A few years ago, we published an article that highlighted the impact that legal cannabis was having on the opioid epidemic in the United States (US).
In that article, we covered research data from a study published in the Journal of the American Medical Association. The study provided evidence that showed that in 2014, states with legal medical cannabis programs had an opioid overdose rate that was 25% lower than the national average.
Earlier this week, we came across additional data that supports this trend and wanted our readers to be aware of this. According to Clevescene.com., researchers that were analyzing states where cannabis was legal determined that there was a 26% reduction in pharmacy-based distribution of codeine. Based on the data, researchers from the study said that after four years many states experienced as much as a 37% drop and we find this to be of great importance.
According to Clevescene.com, Shyam Raman, a doctoral candidate at Cornell University and lead author of the study, said, “A reduction in the misuse of opioids will save lives. Our research indicated that recreational cannabis laws substantially reduce distribution of codeine to pharmacies, an overlooked potential benefit to legalizing recreational cannabis use.”

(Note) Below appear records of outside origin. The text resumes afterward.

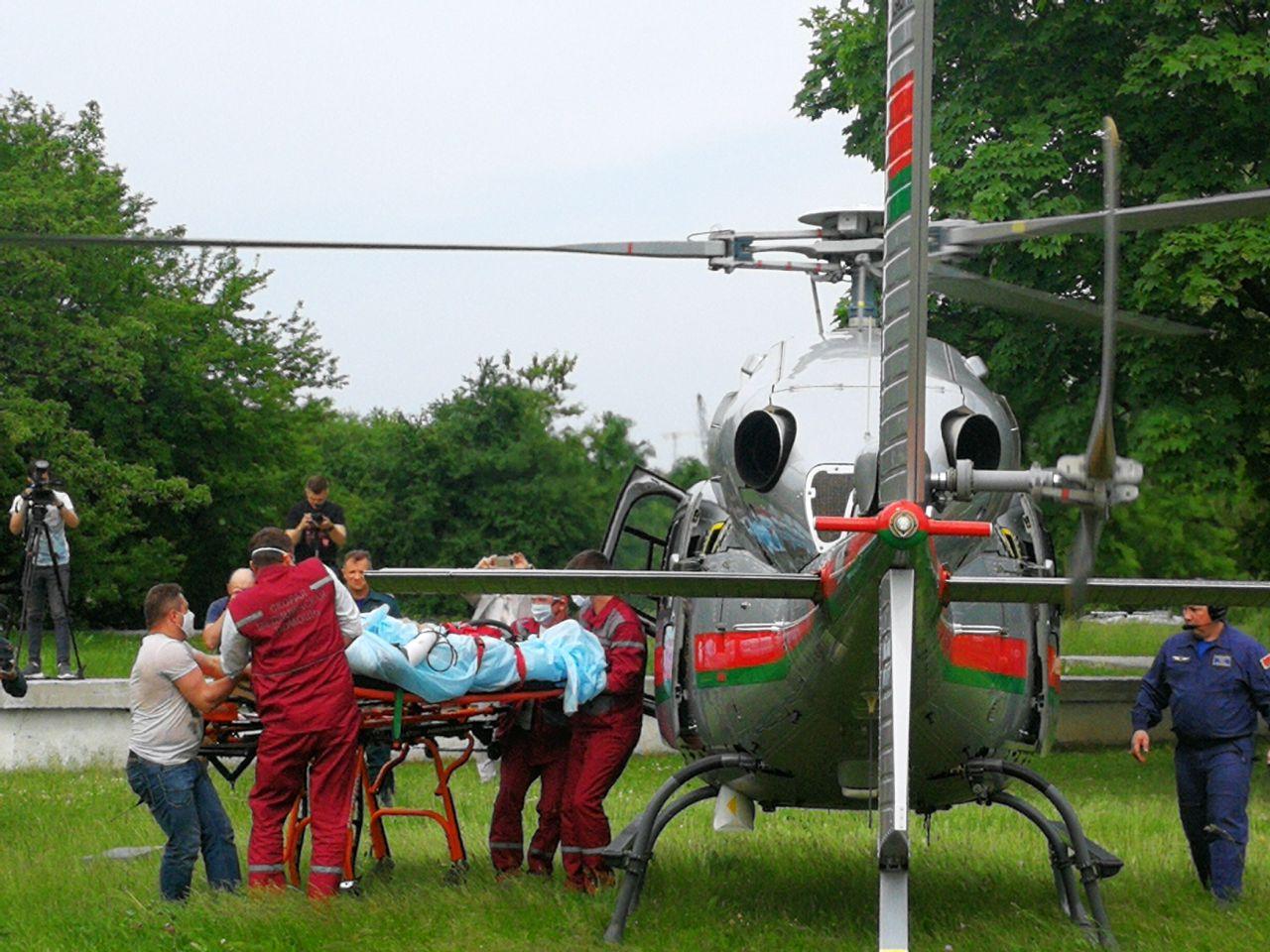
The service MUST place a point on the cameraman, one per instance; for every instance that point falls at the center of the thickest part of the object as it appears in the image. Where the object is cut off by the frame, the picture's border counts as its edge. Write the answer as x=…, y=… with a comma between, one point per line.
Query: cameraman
x=317, y=526
x=10, y=678
x=48, y=584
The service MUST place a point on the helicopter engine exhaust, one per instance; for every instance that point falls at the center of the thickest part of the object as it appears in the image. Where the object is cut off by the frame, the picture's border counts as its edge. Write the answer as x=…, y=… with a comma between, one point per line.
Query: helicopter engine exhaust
x=974, y=436
x=762, y=447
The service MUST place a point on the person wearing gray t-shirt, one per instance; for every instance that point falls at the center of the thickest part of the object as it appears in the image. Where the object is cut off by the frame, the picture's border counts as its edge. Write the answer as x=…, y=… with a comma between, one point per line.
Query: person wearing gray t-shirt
x=169, y=693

Based on the numbers and the conclusions from researchers, we are not surprised that big pharmaceutical companies have been lobbying against the legalization of medical cannabis. If medical cannabis was legalized, these firms would lose billions of dollars.
Over the next few years, we expect the US Congress to pass legislation that would legalize medical cannabis. We believe the legalization of medical cannabis would fuel a merger and acquisition (M&A) trend by pharmaceutical companies and expect this to be a catalyst for cannabis companies.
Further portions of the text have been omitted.